Thursday, May 12, 2011

Convicting the "Other" on Wall Street

Raj Rajaratnam
In all the discussions of the recent conviction of Raj Rajaratnam in the Galleon Trial in New York City, I'm wondering why the press hasn't identified the possibility that racism played a part in this prosecution.  He certainly doesn't fit the profile for a big-time inside trader.  The typical high-level employee on Wall Street is a white man.  That's  not to say that Rajaratnam isn't guilty of his crimes, I'm just curious how much of this prosecution was driven by his "otherness," an Indian man.

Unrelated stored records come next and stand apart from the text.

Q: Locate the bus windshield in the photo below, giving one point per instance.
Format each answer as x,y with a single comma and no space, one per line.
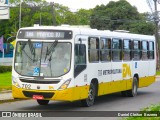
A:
47,59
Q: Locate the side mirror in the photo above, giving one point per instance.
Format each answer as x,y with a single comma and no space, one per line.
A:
82,50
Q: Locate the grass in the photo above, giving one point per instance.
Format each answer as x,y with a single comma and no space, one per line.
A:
5,81
157,72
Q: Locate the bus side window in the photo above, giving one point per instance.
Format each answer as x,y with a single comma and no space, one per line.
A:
93,49
151,50
116,49
136,50
126,50
144,46
105,49
80,58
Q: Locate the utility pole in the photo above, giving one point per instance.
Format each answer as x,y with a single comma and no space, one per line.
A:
156,20
20,5
53,14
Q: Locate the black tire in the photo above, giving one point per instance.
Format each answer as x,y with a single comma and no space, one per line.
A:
124,93
43,102
91,96
133,91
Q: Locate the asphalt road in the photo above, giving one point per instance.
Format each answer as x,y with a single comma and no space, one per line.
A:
113,102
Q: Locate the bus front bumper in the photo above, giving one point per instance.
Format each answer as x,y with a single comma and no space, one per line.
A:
69,94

This would certainly not be the first time that race played a part in the prosecution of a criminal.  Death Penalty cases are rife with examples of differential value of human life (black on white murder nets the harshest penalties while white on black crime the most lenient).  Are we seeing a similar pattern in the conviction of financial criminals for crimes stemming from the 2008/2009 financial collapse?  I hope not.

But in the time since the financial collapse, the SEC and US Attorney's Office have managed to convict only two perpetrators: Bernie Madoff who embezzled money from other rich people; and Rajaratnam, a hedge fund manager.  In an industry that is 90% white, the odds are strongly against convicting a non-white of financial crimes, yet Rajaratnam was tried and convicted.  Indians barely register on the financial industry demographics (presumably as Asian).

90% of the financila industry is white, 60% is white men, how is it we managed to go after an Indian?